Медсестра удобнее перехватила второго ребенка и вышла из палаты, ухнув на прощание дверью.
Сверток лежал поперек кровати и не подавал никаких признаков жизни, а сама она не знала, как к нему подступиться. Измучившись сомнениями, Маша прилегла на свободный край и решила не трогать, пока ребенок не проснется сам.
Прошло двадцать минут. Маша начала нервничать, ей вдруг показалось, что младенец не дышит. Она поднесла согнутый в суставе мизинец к крошечному носику и ощутила слабое, едва заметное движение теплого воздуха. Девочка тоже почувствовал прикосновение мамы и начала двигать ртом, поворачивая головку из стороны в сторону, словно чего-то ища. Потом наткнулась губами на все еще поднесенный мизинец и, с силой захватив его деснами и губами, стала сосать. Маша охнула от неожиданности: хватка у грудничка оказалась решительной.
Дверь палаты снова раскрылась, и в бетонную камеру вкатили бокс.
– Ну вот, теперь можете совсем не расставаться, – довольным басом пропела все та же медсестра, плотоядно скалясь.
Замечательные по своей идее палаты «матери и дитя» очень ей нравились: заботы о детях с первого дня полностью ложились на плечи мамаш. Можно забыть и о младенцах, и о родильницах.
– Когда покормишь, положишь ребенка сюда. Под головку – скрученную жгутом и свернутую в кольцо пеленку, – она показала, как смастерить «подушку» для младенца.
– Зачем?
– Чтобы шейка не деформировалась.
– А… – только начала Маша, пытаясь спросить, что еще нужно делать с девочкой, но медсестра не стала слушать. Торопливо прижала указательный палец к губам.
– Давайте, кормите. – И, неуклюже поднявшись на цыпочки, с грохотом вывалилась за дверь.
Маша открыла грудь и придвинулась ближе к ребенку. Девочка моментально впилась в добычу, сжав ее деснами так крепко, что у матери брызнули слезы из глаз. Она попыталась освободиться, но ребенок скорчил угрожающую гримасу и обиженно запищал. Пришлось отказаться от этой идеи.
Младенец сосал. Время шло. Боль в груди усиливалась. Судя по несчастному выражению лица девочки, работала она вхолостую: не было у Маши и намека на молоко.

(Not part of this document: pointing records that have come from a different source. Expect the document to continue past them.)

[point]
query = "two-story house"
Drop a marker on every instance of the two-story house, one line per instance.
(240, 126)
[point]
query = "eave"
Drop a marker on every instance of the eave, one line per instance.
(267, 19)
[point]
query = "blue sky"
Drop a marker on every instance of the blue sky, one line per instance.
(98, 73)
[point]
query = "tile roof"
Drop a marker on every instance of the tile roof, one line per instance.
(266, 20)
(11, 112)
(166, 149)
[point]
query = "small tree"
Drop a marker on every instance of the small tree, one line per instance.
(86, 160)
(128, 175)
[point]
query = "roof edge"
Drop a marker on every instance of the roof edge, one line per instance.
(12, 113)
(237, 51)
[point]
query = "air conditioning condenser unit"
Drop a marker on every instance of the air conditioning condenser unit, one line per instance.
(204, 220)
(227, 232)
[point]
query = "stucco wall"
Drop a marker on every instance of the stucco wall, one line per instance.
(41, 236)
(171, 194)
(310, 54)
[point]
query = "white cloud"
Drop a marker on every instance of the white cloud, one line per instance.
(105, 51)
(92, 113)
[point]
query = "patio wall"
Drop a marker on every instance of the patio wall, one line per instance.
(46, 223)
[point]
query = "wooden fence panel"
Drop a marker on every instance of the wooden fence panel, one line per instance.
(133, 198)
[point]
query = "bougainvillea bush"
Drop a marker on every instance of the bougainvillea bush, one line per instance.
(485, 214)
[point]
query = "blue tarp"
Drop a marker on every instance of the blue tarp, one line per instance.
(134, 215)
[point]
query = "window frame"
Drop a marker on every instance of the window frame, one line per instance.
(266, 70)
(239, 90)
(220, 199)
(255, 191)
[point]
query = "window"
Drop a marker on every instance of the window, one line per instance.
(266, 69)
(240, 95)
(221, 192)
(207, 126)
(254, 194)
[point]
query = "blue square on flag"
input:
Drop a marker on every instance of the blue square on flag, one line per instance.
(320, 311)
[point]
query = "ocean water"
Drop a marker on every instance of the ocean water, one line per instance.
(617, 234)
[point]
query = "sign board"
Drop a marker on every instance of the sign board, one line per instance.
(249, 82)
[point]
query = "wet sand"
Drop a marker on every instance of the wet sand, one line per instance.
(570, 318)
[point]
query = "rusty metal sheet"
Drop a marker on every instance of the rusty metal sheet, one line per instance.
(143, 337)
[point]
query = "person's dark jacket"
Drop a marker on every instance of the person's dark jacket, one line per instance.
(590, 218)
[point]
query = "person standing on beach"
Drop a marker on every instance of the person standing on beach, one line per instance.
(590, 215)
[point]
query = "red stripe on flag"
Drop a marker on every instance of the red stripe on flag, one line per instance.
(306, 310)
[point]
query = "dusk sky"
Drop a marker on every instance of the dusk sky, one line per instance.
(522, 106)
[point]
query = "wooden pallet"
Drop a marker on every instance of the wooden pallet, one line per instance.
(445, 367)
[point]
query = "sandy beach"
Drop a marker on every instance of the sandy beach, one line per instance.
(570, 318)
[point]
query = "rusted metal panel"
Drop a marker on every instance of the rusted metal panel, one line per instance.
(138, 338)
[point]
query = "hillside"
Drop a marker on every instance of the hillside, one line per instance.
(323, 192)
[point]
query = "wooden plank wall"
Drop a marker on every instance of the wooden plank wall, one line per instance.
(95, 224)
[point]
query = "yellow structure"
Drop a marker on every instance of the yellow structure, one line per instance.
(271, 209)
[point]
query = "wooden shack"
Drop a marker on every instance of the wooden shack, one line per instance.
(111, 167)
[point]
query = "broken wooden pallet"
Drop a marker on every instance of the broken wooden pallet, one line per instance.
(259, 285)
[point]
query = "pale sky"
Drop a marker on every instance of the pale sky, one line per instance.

Дверь в палату снова открылась.
– В процедурную, на перевязку! – послышался раскатистый крик.
Обладательница голоса тут же скрылась, а звучное эхо прогромыхало вместе с грузными шагами дальше по коридору.
– В процедурную, на перевязку!
Маша с трудом выдрала грудь из цепких десен и растерла посиневший сосок. Ребенок сморщил личико, захныкал и, пока мать сползала с кровати, залился истерическим плачем.
– Мамаша, вы что тут, глухая? На перевязку! – вернулся во вновь распахнувшуюся дверь неврастенический крик.
Маша запахнула халат и, сходя с ума от пронзительного тонкого плача, положила девочку в бокс. Вышла в коридор, сгибаясь от боли, двинулась вперед – на поиски процедурного кабинета. Нашелся он в самом конце больничного туннеля. Маша пристроилась в хвост длинной очереди, состоявшей из ссутулившихся, переломленных пополам женщин с сине-серыми лицами. Никто здесь не улыбался, не пытался шутить. Только у самых дверей шептались две взлохмаченные тетушки средних лет, наперебой пересказывая друг другу подробности недавних родов. Маша заткнула уши.
Когда очередь дошла до нее, она тихонько проскользнула внутрь кабинета, робко шепнула «здрасьте» и легла в кресло. «Перевязкой» здесь называли обработку швов, которые от этой процедуры только сильнее исходили сукровицей и болели.
– Скажите, – Маша изо всех сил терпела, впиваясь ногтями в без того уже истерзанные ладони, – чем кормить ребенка? У меня молока, кажется, нет.
– Нет, значит, позже придет.
Медсестру ее проблемы совершенно не волновали.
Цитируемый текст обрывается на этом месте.